5.10.2 Convergence of Q-Learning

(A1’) The single stage cost is bounded, i.e, \(\forall i,a,j\) \[|g(i,a,j)| \le M < \infty\].

(A2’) Step sizes satisfy \(\sum\beta_{t} = \infty, \sum \beta_{t}^2 < \infty\).

Under the assumptions above, following the proof in the "all policies are proper" case of SSP-Q-Learning, one can infer that the operator \(H\) underlying Q-learning is a \(\alpha\)-contraction, where \(H\) is defined by \[\begin{align} HQ(i,a) = \sum_{j} p_{ij}(a)(g(i,a,j) + \alpha \min_{b}Q^*(j,b)), \label{eq:H-discountedQ} \end{align}\] Since \(H\) is \(\alpha\)-contraction, we have \[\left\Vert HQ - HQ'\right\Vert_{\infty} \le \alpha \left\Vert Q - Q'\right\Vert_{\infty}\] where \(\left\Vert . \right\Vert_{\infty}\) is the max-norm.

Theorem 5.2 Under A1’ and A2’ we have, \(Q_{t}\rightarrow Q^*\) with probability \(1\) as \(t\rightarrow\infty\), assuming all state action pairs are visited infinitely often.

Proof

Follows by a completely parallel argument to the proof of Theorem 5.1.

5.11 Exercises

Exercise 5.1 A gambler engages in a game of successive i.i.d. flipping of a coin that falls heads w.p.\(p \in (0,1)\). When the coin turns up heads, the gambler wins a rupee. When the coin turns up tails, the gambles loses all his/her earnings so far.

Answer the following:

1. Model this problem as a Markov chain with a state variable that denotes the current earnings of the gambler. Show that this chain is positive recurrent by exhibiting a stationary distribution.

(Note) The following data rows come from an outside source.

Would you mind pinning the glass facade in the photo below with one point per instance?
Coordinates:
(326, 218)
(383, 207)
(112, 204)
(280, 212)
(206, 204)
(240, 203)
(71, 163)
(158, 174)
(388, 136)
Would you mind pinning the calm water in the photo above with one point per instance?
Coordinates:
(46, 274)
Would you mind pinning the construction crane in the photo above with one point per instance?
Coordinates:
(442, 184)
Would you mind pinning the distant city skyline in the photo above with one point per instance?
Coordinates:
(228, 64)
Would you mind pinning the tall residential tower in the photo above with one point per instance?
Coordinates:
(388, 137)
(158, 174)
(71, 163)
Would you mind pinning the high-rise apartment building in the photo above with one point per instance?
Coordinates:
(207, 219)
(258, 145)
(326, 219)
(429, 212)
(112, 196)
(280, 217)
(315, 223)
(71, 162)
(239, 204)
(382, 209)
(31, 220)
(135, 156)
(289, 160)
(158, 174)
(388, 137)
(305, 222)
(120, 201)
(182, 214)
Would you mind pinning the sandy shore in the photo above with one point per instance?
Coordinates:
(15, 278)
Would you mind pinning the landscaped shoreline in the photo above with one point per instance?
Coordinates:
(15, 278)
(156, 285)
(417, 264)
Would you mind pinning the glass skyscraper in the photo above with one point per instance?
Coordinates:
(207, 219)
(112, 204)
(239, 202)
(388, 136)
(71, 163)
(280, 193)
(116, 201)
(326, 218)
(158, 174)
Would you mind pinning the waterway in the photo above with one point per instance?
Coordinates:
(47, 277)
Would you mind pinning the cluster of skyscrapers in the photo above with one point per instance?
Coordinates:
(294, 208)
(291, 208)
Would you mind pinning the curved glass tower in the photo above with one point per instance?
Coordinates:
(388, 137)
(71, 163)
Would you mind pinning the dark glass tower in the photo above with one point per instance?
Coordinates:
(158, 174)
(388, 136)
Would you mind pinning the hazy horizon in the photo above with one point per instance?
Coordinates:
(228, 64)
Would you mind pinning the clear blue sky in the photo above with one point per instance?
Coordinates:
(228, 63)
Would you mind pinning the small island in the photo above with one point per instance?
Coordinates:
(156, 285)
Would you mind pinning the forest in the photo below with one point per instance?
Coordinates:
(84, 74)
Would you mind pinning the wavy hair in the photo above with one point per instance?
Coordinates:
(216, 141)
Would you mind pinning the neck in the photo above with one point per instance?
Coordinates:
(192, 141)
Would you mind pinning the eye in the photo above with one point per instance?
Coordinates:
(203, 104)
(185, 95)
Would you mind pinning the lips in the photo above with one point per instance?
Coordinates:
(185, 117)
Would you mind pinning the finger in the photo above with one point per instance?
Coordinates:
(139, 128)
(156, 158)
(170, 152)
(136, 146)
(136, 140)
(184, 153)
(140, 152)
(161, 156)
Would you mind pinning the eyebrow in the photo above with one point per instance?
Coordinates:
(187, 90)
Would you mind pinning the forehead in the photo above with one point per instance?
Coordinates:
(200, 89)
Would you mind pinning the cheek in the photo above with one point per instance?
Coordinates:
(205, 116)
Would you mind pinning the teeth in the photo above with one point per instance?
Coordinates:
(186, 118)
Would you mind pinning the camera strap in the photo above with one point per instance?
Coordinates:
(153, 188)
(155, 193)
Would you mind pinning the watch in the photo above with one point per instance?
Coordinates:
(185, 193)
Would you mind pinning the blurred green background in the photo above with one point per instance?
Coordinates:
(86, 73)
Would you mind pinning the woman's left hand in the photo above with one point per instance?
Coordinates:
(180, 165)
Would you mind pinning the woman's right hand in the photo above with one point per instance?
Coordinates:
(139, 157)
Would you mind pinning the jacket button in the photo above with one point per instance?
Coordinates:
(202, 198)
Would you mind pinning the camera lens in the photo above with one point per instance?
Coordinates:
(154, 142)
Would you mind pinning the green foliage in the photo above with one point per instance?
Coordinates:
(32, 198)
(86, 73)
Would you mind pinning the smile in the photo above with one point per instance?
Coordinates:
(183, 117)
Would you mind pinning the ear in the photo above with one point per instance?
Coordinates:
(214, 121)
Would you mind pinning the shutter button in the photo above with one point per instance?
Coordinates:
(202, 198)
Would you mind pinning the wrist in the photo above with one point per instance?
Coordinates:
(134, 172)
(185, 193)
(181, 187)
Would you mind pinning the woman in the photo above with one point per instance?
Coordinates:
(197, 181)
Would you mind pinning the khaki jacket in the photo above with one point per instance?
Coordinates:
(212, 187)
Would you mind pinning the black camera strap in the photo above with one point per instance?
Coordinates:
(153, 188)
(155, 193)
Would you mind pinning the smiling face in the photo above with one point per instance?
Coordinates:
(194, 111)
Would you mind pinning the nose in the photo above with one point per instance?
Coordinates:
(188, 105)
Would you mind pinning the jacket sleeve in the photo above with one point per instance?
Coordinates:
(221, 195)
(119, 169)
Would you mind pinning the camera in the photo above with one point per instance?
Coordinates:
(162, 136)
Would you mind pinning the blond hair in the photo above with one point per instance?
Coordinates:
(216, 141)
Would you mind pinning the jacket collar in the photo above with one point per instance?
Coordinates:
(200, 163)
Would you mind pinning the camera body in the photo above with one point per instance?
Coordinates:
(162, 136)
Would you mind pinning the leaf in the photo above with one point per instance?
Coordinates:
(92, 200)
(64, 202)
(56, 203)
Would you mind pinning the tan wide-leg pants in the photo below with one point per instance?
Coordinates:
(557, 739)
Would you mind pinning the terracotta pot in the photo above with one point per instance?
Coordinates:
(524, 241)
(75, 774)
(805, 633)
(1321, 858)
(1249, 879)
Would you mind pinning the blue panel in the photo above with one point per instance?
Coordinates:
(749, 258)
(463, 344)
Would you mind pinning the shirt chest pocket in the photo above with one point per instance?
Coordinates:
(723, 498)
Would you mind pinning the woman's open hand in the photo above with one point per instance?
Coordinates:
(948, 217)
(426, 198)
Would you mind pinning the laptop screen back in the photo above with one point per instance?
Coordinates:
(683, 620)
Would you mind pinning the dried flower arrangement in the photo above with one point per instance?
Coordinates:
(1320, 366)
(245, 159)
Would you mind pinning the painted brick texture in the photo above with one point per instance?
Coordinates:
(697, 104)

2. Suppose there are two actions for the gambler in each round. The first action is to stop and take home the current earnings, and the second action is to continue flipping. Formulate this problem as an infinite horizon discounted MDP with discount factor \(\alpha <1\). Write down the Q-values, and the associated Bellman equation.

3. For the MDP in the part above, specify the update rule of the Q-learning algorithm, using the following template: \[Q_{t+1}(i) = (1-\beta_t) Q_t(i) + \beta_t(HQ_t(i) + w_t(i)).\]

4. Let \(\xi\) denote the stationary distribution obtain in the first part above, and let \(\left\| \cdot \right\|_\xi\) denote the weighted \(\ell_2\) norm using the stationary distribution \(\xi\). Show that the mapping \(HQ\) underlying the Q-learning algorithm is a contraction w.r.t. \(\left\| \cdot \right\|_\xi\), i.e., \[\left\| HQ - HQ'\right\|_\xi \le \alpha \left\| Q-Q'\right\|_\xi.\]

Exercise 5.2 Consider the problem of Monte Carlo policy evaluation in the context of a stochastic shortest path (SSP) problem. Fix a proper policy \(\pi\), and obtain \(l\) MDP trajectories using this policy. Use the every visit variant for policy evaluation, i.e., for a given state \(i\), the estimate \(\tilde J_l(i)\) of the expected cost \(J_\pi(i)\) is formed by averaging the cost samples \(\{\hat J(i,m,k), m=1,\ldots,n_k, k=1,\ldots,l \}\). Here \(n_k\) is the number of visits to state \(i\) in trajectory \(k\), for \(k=1,\ldots,l\) and \(\hat J(i,m,k)\) is sum total of the costs starting from the \(m\)th visit point until the end of the trajectory.

Answer the following:

1. Is \(\tilde J_l(i)\) an unbiased estimate of \(J_\pi(i)\)? Justify your answer.

2. Prove a result in the spirit of the strong law, i.e., \[\tilde J_l(i) \rightarrow J_\pi(i) \textrm{ a.s. as } l \rightarrow \infty.\]

5.12 Notes

TD learning was proposed by Sutton (1988), while a detailed convergence analysis came later. The presentation of TD and Q-learning variants here is based on Chapter 5 of Bertsekas and Tsitsiklis (1996). The reader is also referred to Sutton and Barto (1998) for an understanding of these algorithms.

Bertsekas, D. and Tsitsiklis, J. 1996. Neuro-dynamic programming. Athena Scientific.

Sutton, R. and Barto, A. 1998. Reinforcement learning: An introduction. MIT Press.

Sutton, R.S. 1988. Learning to predict by the methods of temporal differences. Machine Learning 3, 1, 9–44.